If built, the executive villas will be visible from the edge of the moors, filling in more of the precious fields around Haworth. Visitors will have more need to look away – there is already plenty of ugly housing from the Sixties surrounding poor Oakworth.
"Six hundred houses in a small place like this is massive," says Mr Huxley. "People coming into the village will be met by executive housing estates. We are an iconic part of the North, and what we look like – the view of the village from across the valley – is absolutely crucial. If we are a tourist destination, we should be respected as such."
English Heritage considers Haworth a village at risk and has offered to pay 80 per cent of the cost of returning shopfronts to their original appearance. That won't make much difference if Haworth ceases to be a village and becomes a commuter town.
"The Brontës as writers are synonymous with landscape," says Mr McCarthy. "They had a deep attachment to this place; they were continually drawn back to this source of inspiration. They would not be happy to see it spoiled."
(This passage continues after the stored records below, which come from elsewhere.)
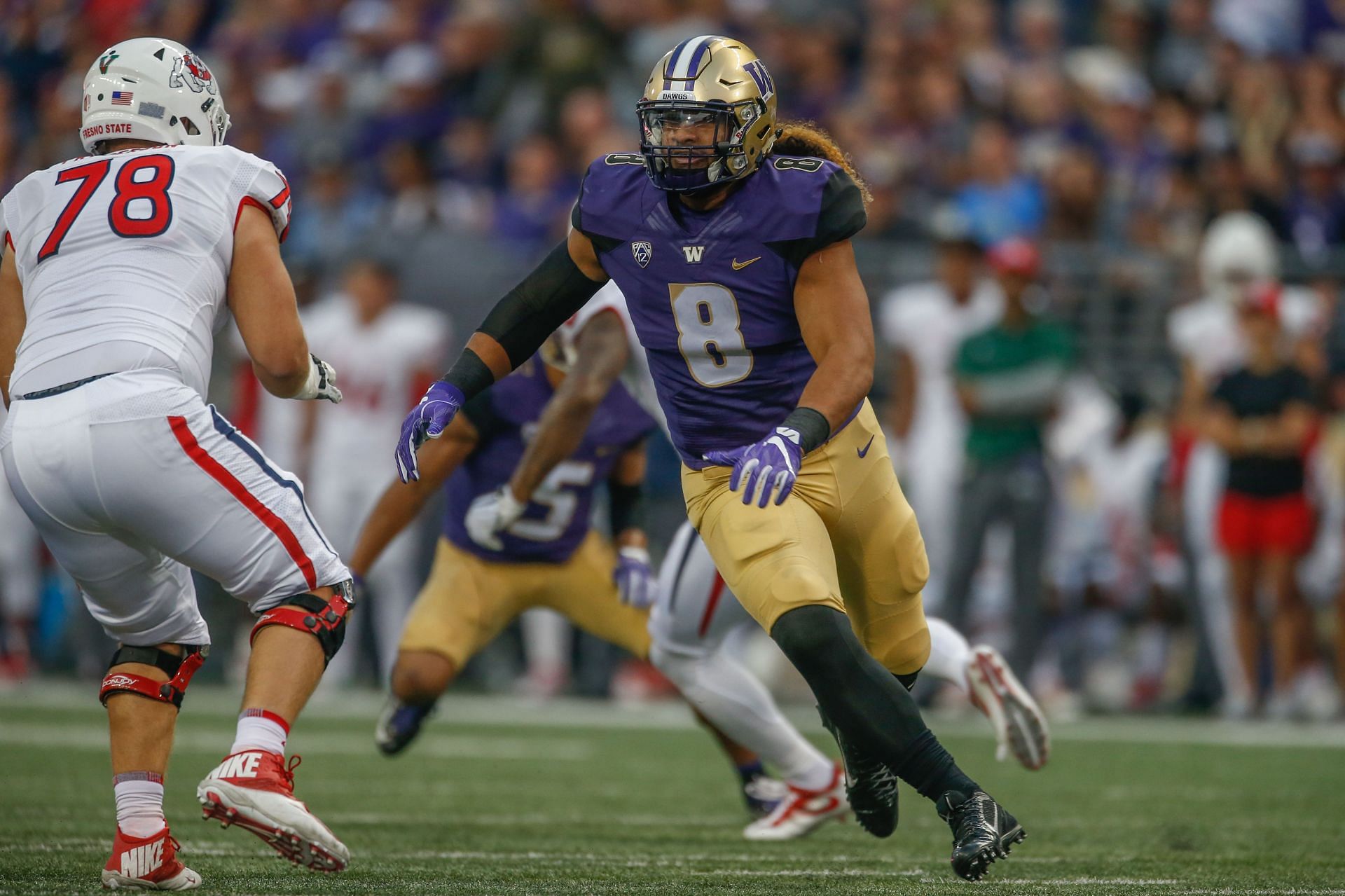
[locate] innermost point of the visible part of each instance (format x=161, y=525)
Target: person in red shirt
x=1263, y=416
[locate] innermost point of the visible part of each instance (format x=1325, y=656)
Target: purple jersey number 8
x=709, y=333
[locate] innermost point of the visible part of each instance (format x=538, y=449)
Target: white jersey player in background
x=925, y=323
x=389, y=354
x=696, y=616
x=1238, y=252
x=20, y=583
x=120, y=268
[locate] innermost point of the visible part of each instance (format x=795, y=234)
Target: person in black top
x=1263, y=418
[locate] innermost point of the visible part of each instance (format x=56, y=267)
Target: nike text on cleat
x=802, y=811
x=982, y=832
x=1020, y=724
x=871, y=786
x=254, y=790
x=147, y=862
x=399, y=726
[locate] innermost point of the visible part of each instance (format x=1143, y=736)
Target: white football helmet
x=1239, y=249
x=152, y=89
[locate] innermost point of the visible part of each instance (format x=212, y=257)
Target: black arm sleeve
x=534, y=308
x=627, y=506
x=840, y=217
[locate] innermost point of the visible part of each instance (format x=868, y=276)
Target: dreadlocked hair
x=807, y=139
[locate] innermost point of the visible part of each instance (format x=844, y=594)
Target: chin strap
x=323, y=619
x=179, y=670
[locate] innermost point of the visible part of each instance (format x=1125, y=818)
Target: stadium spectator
x=925, y=324
x=1262, y=415
x=1009, y=382
x=997, y=200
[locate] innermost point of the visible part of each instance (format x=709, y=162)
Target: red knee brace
x=323, y=619
x=181, y=669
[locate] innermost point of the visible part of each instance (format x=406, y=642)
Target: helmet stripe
x=682, y=67
x=672, y=65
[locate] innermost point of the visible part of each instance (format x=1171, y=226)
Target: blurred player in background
x=761, y=374
x=501, y=556
x=1238, y=252
x=697, y=622
x=118, y=270
x=389, y=353
x=925, y=323
x=1262, y=416
x=1010, y=378
x=1112, y=560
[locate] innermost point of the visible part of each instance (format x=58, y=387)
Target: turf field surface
x=507, y=797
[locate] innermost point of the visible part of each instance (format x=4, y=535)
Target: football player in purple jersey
x=501, y=556
x=736, y=263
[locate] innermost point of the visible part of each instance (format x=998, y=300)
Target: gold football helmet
x=708, y=115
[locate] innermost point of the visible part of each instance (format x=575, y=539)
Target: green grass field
x=502, y=797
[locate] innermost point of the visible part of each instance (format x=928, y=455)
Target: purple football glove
x=427, y=420
x=763, y=467
x=635, y=579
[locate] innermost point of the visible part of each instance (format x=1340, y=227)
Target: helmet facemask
x=690, y=146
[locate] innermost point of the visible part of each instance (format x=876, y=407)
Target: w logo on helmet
x=761, y=77
x=191, y=71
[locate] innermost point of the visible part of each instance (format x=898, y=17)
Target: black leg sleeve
x=869, y=705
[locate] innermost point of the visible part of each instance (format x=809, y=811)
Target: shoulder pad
x=612, y=195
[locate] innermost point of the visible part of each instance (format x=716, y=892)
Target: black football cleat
x=982, y=832
x=761, y=794
x=869, y=785
x=399, y=726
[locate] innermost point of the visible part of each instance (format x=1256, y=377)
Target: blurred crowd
x=415, y=130
x=1122, y=121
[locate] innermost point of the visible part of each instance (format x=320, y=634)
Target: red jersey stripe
x=217, y=471
x=716, y=590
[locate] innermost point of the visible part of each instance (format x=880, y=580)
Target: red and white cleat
x=147, y=862
x=1019, y=722
x=802, y=811
x=256, y=790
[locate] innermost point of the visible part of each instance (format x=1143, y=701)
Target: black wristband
x=470, y=374
x=544, y=301
x=627, y=506
x=811, y=425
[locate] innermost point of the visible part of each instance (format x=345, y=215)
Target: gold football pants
x=845, y=539
x=467, y=600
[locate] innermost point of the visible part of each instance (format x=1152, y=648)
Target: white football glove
x=491, y=514
x=320, y=384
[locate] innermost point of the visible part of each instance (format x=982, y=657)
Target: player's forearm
x=283, y=375
x=522, y=321
x=841, y=381
x=602, y=354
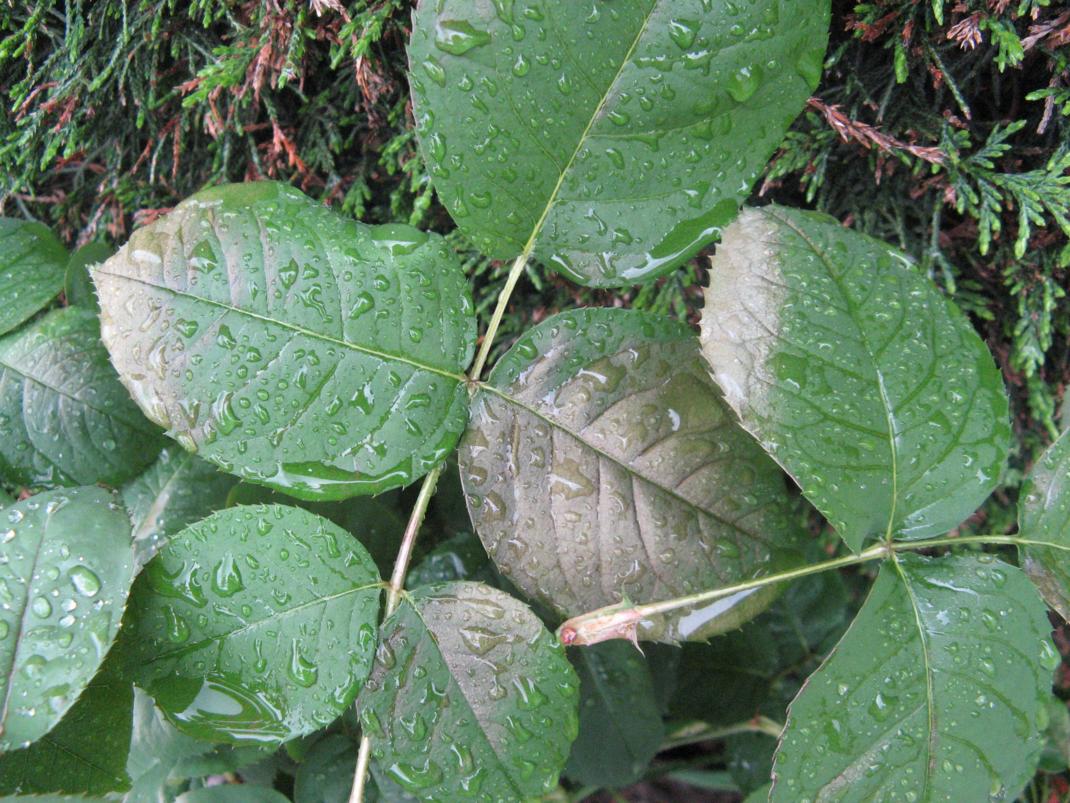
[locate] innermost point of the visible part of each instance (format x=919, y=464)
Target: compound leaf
x=64, y=418
x=470, y=696
x=1044, y=515
x=32, y=266
x=621, y=727
x=255, y=624
x=290, y=346
x=870, y=388
x=615, y=140
x=178, y=489
x=66, y=570
x=937, y=692
x=600, y=463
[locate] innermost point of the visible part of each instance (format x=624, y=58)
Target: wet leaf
x=937, y=692
x=64, y=418
x=66, y=570
x=870, y=388
x=470, y=697
x=86, y=753
x=1044, y=515
x=256, y=624
x=616, y=139
x=621, y=727
x=290, y=346
x=178, y=489
x=77, y=285
x=601, y=463
x=32, y=262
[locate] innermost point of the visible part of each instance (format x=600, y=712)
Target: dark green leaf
x=178, y=489
x=65, y=573
x=470, y=696
x=64, y=418
x=232, y=793
x=85, y=754
x=936, y=692
x=1044, y=515
x=621, y=727
x=290, y=346
x=256, y=624
x=32, y=261
x=870, y=388
x=78, y=286
x=600, y=463
x=617, y=138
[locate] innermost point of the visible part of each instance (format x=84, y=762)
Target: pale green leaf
x=1044, y=515
x=937, y=692
x=32, y=263
x=870, y=388
x=601, y=463
x=66, y=571
x=290, y=346
x=64, y=418
x=470, y=696
x=615, y=139
x=256, y=624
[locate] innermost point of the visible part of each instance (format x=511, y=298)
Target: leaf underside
x=615, y=139
x=290, y=346
x=65, y=419
x=1044, y=515
x=601, y=463
x=936, y=692
x=471, y=697
x=870, y=388
x=66, y=570
x=256, y=624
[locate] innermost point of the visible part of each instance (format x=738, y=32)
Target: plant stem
x=495, y=319
x=622, y=620
x=393, y=597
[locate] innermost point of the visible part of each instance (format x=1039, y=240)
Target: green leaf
x=601, y=463
x=32, y=262
x=290, y=346
x=64, y=418
x=77, y=284
x=621, y=727
x=232, y=793
x=870, y=388
x=178, y=489
x=256, y=624
x=66, y=570
x=470, y=696
x=85, y=754
x=1044, y=515
x=937, y=692
x=612, y=141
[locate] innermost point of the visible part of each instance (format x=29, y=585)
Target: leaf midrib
x=384, y=355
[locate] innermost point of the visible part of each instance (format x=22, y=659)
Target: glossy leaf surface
x=617, y=138
x=937, y=692
x=471, y=697
x=601, y=463
x=85, y=754
x=255, y=624
x=1044, y=515
x=77, y=284
x=178, y=489
x=64, y=418
x=32, y=264
x=870, y=388
x=65, y=574
x=621, y=726
x=290, y=346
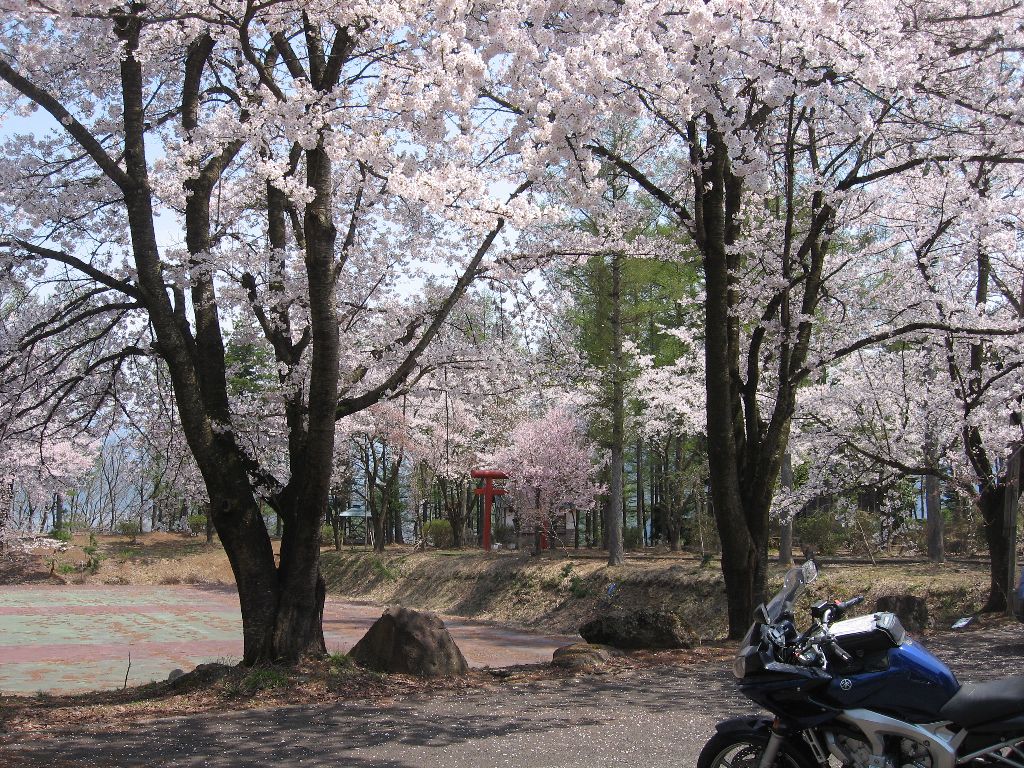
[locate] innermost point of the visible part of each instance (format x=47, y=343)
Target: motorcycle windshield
x=794, y=584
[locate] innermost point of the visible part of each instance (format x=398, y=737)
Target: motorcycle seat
x=976, y=704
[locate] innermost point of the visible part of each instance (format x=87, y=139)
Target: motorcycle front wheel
x=739, y=750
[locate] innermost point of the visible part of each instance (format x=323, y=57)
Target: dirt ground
x=554, y=593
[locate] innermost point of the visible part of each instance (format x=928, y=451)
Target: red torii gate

Plus ça change. In 1879 John Wade, Patrick Brontë's successor, pulled down the old church and rebuilt it, to wails of protest from Brontë admirers. Only the clocktower remains from the Brontës' time, pockmarked by musket balls fired by Patrick to scare away the ravens. Wade was a veritable Brontëphobe, refusing to christen girls Charlotte, Emily or Anne.
Mr Mayo-Smith must fight another battle while fending off developers: finding £1.25 million to repair his weather-beaten church, the south-facing roof of which is taking in water. Criminals have done their bit, stripping lead from the roof three times in the last 18 months.
The vicar finds solace in walks on the moors. The ground is hard with frost, the undergrowth brittle white, as he explains their beauty. A single leaning tree and a signpost (in English and Japanese) break the horizon. "It was May, an awful day. The rain was lashing in from the moors, the wind was strong, and I came up here to pray. It was barren, forlorn, elemental. Wonderful."
Nearby, a henge of books erupts from the ground, stone books, moss-covered sculptures, a tribute to the inspirational power of this lonely expanse.
"My sister Emily loved the moors," wrote Charlotte. "Flowers brighter than the rose bloomed in the blackest of the heath for her; out of a sullen hollow in a livid hillside her mind could make an Eden. She found in the bleak solitude many and dear delights; and not the least and best-loved was – liberty."